Côte d’Ivoire : Gbagbo pourra-t-il avoir sa revanche face à Ouattara ?

Désigné candidat du Parti des peuples africains (PPA-CI) pour l’élection présidentielle de 2025, Laurent Gbagbo espère maintenant se faire réinscrire sur la liste électorale de son pays et s’ouvrir la voie à une nouvelle bataille électorale avec Alassane Ouattara.

Par Bati Abouè

 

Ce serait le match retour le plus inattendu pour les deux hommes au vu des circonstances. Laurent Gbagbo, 79 ans en mai prochain, et Alassane Ouattara, 83 ans, ne se sont plus opposés depuis 2011 que par justice interposée dès la fin de la crise postélectorale qui vit le premier perdre le pouvoir et être enfermé à la CPI, tandis que le second arrivait enfin à sa fin en devenant président de la Côte d’Ivoire.
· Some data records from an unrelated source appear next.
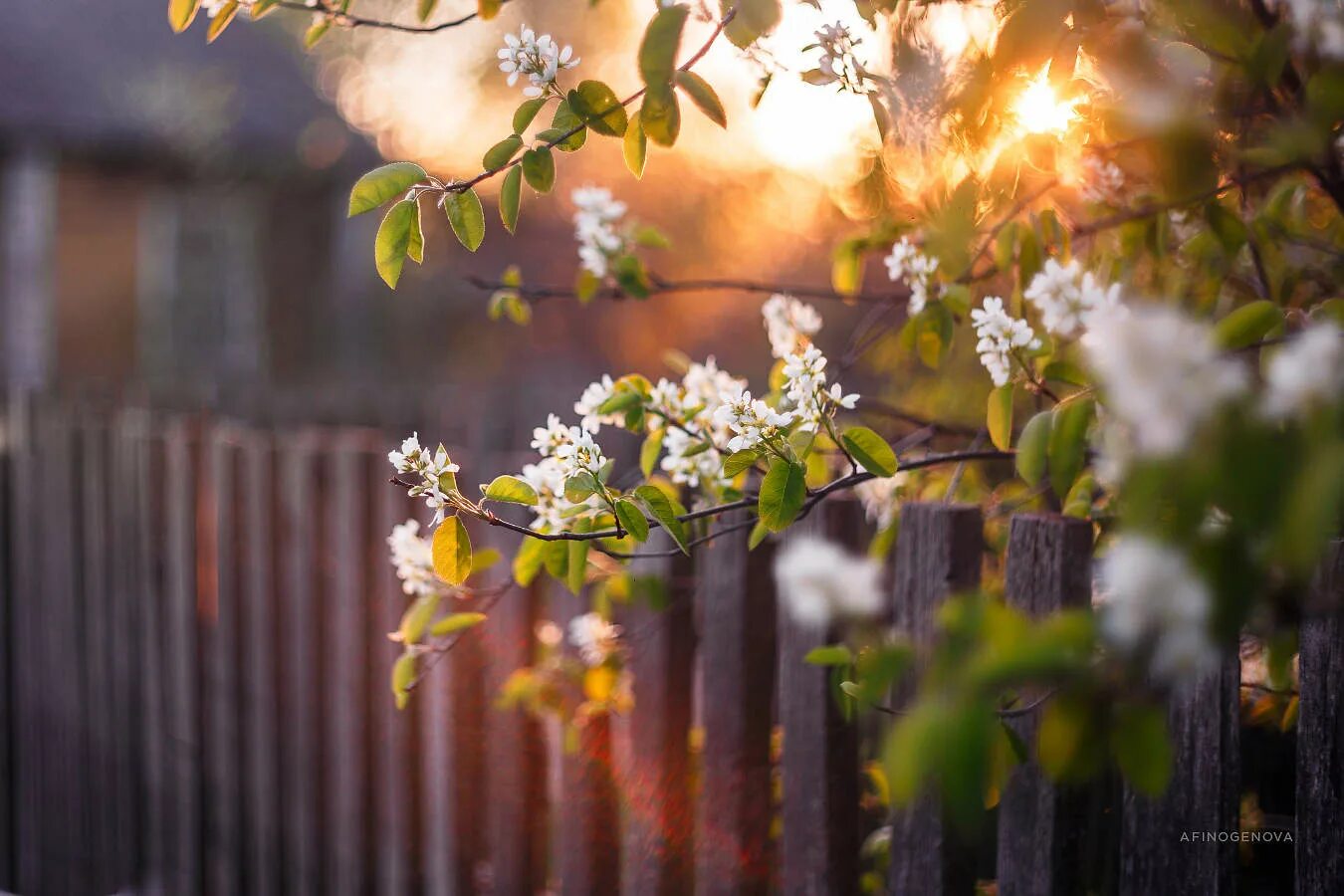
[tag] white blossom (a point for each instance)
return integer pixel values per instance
(787, 323)
(909, 265)
(1001, 337)
(433, 470)
(1067, 297)
(540, 58)
(1306, 372)
(839, 64)
(1102, 181)
(880, 499)
(752, 421)
(594, 637)
(413, 557)
(595, 227)
(1163, 375)
(1152, 602)
(820, 581)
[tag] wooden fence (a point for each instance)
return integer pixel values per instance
(194, 700)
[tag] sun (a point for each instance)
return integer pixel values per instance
(1040, 111)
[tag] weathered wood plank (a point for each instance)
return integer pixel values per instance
(737, 611)
(299, 657)
(1162, 846)
(938, 554)
(217, 603)
(818, 852)
(1041, 826)
(1320, 734)
(181, 681)
(656, 786)
(260, 773)
(344, 687)
(590, 834)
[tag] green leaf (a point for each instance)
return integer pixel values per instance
(1068, 442)
(783, 493)
(632, 519)
(394, 241)
(1247, 324)
(403, 673)
(511, 489)
(511, 193)
(597, 105)
(660, 45)
(660, 115)
(702, 95)
(564, 121)
(634, 146)
(380, 184)
(649, 452)
(467, 218)
(529, 560)
(870, 450)
(457, 622)
(999, 416)
(540, 169)
(525, 114)
(1031, 448)
(1143, 749)
(829, 654)
(452, 551)
(499, 154)
(660, 508)
(180, 12)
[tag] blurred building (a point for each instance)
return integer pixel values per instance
(168, 214)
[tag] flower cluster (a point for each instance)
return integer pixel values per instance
(909, 265)
(820, 581)
(1102, 180)
(1153, 604)
(787, 323)
(1306, 372)
(433, 469)
(1068, 299)
(839, 64)
(752, 419)
(595, 638)
(1001, 337)
(880, 499)
(413, 557)
(540, 58)
(595, 227)
(1163, 376)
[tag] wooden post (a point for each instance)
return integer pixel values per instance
(736, 607)
(1162, 846)
(818, 853)
(1041, 826)
(344, 687)
(938, 554)
(218, 603)
(299, 658)
(1320, 734)
(258, 677)
(660, 830)
(590, 835)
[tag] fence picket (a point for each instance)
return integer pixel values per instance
(818, 853)
(1203, 718)
(1041, 826)
(1320, 765)
(938, 554)
(660, 818)
(736, 610)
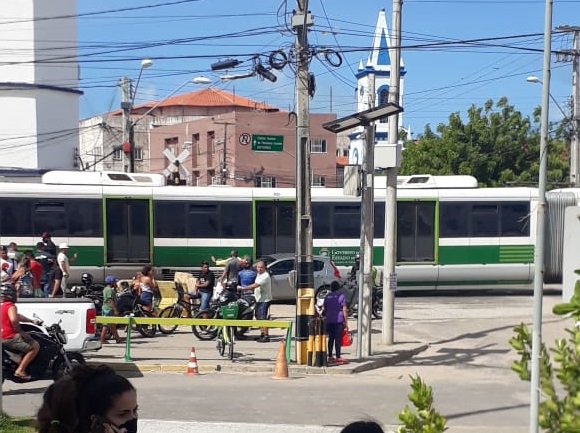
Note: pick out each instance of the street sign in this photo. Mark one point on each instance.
(267, 143)
(245, 139)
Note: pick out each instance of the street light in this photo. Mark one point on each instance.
(536, 80)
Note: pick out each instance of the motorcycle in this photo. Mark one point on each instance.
(350, 291)
(230, 295)
(128, 304)
(51, 356)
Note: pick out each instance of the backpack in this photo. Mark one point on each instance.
(26, 285)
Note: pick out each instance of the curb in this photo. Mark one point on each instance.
(373, 363)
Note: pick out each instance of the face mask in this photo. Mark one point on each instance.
(130, 426)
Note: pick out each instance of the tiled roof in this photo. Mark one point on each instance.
(209, 98)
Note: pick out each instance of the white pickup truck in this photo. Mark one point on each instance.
(77, 316)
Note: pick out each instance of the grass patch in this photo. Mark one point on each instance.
(10, 424)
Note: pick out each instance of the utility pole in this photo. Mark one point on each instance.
(128, 129)
(365, 282)
(224, 163)
(304, 265)
(539, 253)
(389, 275)
(573, 55)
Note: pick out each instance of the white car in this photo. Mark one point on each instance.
(280, 265)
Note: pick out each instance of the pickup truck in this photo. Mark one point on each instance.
(77, 316)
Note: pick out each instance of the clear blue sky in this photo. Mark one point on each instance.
(441, 79)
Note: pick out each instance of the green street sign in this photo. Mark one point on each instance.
(267, 143)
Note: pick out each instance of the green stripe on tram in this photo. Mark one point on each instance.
(490, 254)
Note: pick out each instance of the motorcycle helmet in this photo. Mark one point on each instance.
(8, 292)
(87, 279)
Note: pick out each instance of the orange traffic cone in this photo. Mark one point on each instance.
(192, 365)
(281, 368)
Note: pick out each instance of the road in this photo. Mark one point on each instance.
(467, 363)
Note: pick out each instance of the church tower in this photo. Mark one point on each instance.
(378, 64)
(39, 80)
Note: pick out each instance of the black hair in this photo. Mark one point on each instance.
(363, 427)
(92, 390)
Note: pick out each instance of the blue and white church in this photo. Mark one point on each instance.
(378, 65)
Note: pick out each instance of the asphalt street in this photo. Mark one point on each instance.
(467, 363)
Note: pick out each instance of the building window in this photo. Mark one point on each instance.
(318, 145)
(171, 141)
(265, 181)
(318, 180)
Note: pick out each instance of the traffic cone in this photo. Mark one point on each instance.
(281, 368)
(192, 364)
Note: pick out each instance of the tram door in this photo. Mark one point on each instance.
(275, 227)
(128, 231)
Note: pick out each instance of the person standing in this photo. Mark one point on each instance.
(64, 264)
(14, 338)
(110, 308)
(233, 266)
(7, 268)
(147, 287)
(204, 285)
(49, 245)
(263, 292)
(336, 313)
(46, 260)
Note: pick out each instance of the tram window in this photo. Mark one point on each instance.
(485, 220)
(50, 217)
(236, 220)
(15, 218)
(170, 220)
(346, 221)
(454, 220)
(84, 217)
(321, 220)
(379, 216)
(515, 219)
(203, 221)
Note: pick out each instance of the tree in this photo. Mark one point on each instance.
(497, 145)
(559, 411)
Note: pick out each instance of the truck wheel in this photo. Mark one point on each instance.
(60, 369)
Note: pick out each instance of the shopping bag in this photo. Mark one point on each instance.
(346, 338)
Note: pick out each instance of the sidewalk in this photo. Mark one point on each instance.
(170, 353)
Grâce à cette cour, le président ivoirien réussissait parfaitement à neutraliser son vieux rival. Mais vint l’acquittement de Gbagbo et là, Abidjan changea de stratégie en instrumentalisant un procès local de substitution qui condamna l’ex-président à 20 années de prison dans une affaire dite du casse de la Bceao.
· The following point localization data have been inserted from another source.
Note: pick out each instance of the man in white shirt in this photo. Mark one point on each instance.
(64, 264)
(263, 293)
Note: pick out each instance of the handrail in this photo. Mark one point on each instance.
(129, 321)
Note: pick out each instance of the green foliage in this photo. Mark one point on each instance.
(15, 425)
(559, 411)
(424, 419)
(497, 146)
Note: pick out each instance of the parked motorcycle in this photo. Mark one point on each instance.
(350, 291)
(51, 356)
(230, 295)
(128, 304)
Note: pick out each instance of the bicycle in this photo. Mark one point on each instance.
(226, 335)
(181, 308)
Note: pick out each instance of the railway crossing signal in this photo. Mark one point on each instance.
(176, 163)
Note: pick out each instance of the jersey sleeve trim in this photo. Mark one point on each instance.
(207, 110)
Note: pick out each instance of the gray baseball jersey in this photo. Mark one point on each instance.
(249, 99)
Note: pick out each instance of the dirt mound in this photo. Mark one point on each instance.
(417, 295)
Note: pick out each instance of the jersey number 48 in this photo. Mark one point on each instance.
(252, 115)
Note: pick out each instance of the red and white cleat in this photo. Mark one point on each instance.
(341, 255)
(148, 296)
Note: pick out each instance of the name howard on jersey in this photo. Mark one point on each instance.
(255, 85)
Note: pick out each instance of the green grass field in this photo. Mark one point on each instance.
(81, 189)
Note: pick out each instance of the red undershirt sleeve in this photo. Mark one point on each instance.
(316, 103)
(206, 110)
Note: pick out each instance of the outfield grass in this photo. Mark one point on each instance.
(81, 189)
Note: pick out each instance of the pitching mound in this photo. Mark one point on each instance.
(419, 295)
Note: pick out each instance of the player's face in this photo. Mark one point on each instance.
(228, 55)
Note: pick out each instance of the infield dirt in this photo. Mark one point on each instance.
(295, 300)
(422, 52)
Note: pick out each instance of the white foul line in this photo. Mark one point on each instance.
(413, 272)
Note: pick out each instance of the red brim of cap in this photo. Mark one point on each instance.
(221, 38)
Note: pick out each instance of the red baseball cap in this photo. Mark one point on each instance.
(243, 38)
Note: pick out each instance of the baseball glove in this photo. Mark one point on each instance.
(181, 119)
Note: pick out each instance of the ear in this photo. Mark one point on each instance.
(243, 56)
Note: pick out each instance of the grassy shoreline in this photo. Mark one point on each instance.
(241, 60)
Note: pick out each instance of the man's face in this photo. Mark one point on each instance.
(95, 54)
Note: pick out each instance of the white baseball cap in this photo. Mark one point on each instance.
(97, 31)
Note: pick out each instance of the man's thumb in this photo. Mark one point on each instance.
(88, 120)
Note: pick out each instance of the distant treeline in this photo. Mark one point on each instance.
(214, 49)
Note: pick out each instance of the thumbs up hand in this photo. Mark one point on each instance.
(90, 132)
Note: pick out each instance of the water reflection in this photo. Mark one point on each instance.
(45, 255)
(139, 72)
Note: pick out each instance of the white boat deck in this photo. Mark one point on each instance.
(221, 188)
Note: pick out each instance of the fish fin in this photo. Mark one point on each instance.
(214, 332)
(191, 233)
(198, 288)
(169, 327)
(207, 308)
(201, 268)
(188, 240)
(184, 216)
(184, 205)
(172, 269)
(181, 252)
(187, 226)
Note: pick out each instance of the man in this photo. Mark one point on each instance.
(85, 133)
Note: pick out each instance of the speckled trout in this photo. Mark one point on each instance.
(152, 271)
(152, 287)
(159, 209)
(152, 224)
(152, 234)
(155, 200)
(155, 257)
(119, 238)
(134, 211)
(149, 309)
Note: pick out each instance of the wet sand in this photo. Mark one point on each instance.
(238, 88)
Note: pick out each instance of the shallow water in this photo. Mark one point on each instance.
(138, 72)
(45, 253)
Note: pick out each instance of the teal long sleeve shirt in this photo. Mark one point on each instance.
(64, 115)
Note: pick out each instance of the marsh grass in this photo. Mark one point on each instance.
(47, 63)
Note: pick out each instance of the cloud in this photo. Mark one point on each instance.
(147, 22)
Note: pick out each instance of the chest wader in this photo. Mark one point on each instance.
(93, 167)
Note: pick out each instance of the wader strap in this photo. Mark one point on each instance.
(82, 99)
Avec cette condamnation par contumace et en l’absence de ses avocats, la justice ivoirienne réussissait un tour de force qui mettait littéralement fin aux ambitions de Laurent Gbagbo de revenir un jour au pouvoir. Et même si l’ancien président ne s’avoua jamais vaincu, cela fonctionna plutôt bien en 2020. Laurent Gbagbo était déclaré inéligible et sa candidature rejetée. Pis, son nom disparaissait de la liste électorale quelque temps après. Mais ce nouveau coup dur qui devait signer la mort politique du président du PPA-CI ne l’a pas découragé. Puisqu’à 79 ans, l’ancien président ne renonça pas à se battre. C’est ce qu’il fit ce 6 mars en acceptant d’être le candidat de son parti pour l’élection présidentielle prévue le 30 octobre 2025.
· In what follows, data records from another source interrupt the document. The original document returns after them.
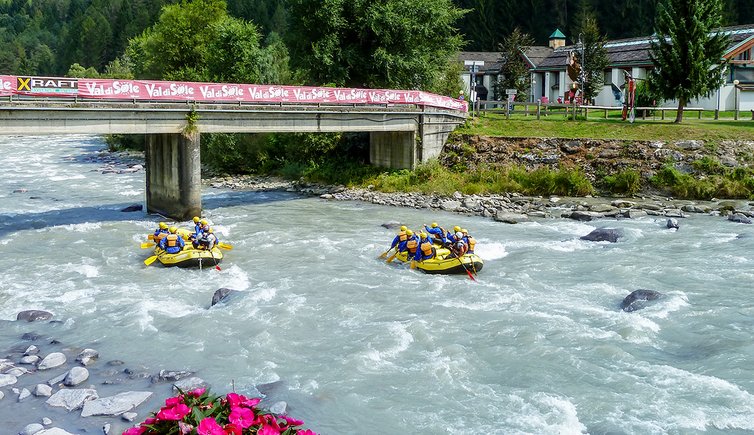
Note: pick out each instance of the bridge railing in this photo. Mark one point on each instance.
(165, 91)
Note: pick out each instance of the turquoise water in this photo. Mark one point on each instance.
(536, 345)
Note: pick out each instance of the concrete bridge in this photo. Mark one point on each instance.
(400, 135)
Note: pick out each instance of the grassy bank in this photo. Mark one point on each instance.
(709, 130)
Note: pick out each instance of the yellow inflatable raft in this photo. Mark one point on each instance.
(190, 257)
(471, 263)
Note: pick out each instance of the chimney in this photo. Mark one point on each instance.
(557, 39)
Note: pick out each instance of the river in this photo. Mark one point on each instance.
(536, 345)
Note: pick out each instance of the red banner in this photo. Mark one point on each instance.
(150, 90)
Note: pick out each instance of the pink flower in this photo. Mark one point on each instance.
(198, 392)
(232, 429)
(243, 417)
(268, 430)
(171, 402)
(209, 426)
(175, 413)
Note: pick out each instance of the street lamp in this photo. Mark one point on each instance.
(735, 99)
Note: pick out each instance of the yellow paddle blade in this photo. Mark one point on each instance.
(150, 260)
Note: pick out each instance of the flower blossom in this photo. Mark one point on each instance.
(175, 413)
(209, 426)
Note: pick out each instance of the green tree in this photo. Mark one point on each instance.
(374, 43)
(687, 53)
(514, 68)
(197, 40)
(592, 57)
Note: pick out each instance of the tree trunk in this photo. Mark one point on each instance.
(679, 113)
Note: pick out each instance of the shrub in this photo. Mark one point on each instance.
(205, 414)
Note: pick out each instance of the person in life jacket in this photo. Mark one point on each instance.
(451, 237)
(401, 237)
(203, 228)
(426, 251)
(459, 247)
(207, 240)
(172, 243)
(402, 246)
(161, 232)
(437, 233)
(197, 228)
(470, 241)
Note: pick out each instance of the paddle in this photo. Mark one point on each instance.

« Je suis votre militant », assure Gbagbo en guise de réponse à la sollicitation du comité central du PPA-CI qui avait mis les petits plats dans les grands. Une fois cette étape franchie, le président du PPA-CI estime que ses militants doivent « maintenant tout faire pour que mon nom soit à nouveau inscrit sur la liste électorale », a-t-il averti. Mais, alors qu’une nouvelle tension remontait à Abidjan, le secrétaire général du parti Gervais Tchéidé tempérait vite les craintes en expliquant que son parti va proposer un dialogue politique au RHDP « pour éviter que la paix soit à nouveau troublée et que l’excellente ambiance qui a prévalu durant la Coupe d’Afrique des nations ne fonde comme beurre au soleil », précisait-il.

La rumeur Don Mello

Mais rien ne dit que les choses pourraient être longtemps sous contrôle. Car au PPA-CI, aucun plan B n’a été prévu au cas où l’ancien président n’obtenait pas gain de cause. Ces derniers mois, la rumeur Ahoua Don Mello s’était pourtant répandue comme une traînée de poudre. A 65 ans bientôt, le nouveau vice-président des Brics chargé des infrastructures stratégiques est perçu dans l’opinion comme un contrepoids de Tidjane , ancien directeur général de l’ex-Crédit Suisse qui venait de prendre la tête du PDCI à la mort d’Henri Konan Bédié. Mais il est difficile de mettre Gbagbo à la retraite et cette candidature pour le moins précipitée vise probablement à couper court à toute velléité de candidature au sein du PPA-CI.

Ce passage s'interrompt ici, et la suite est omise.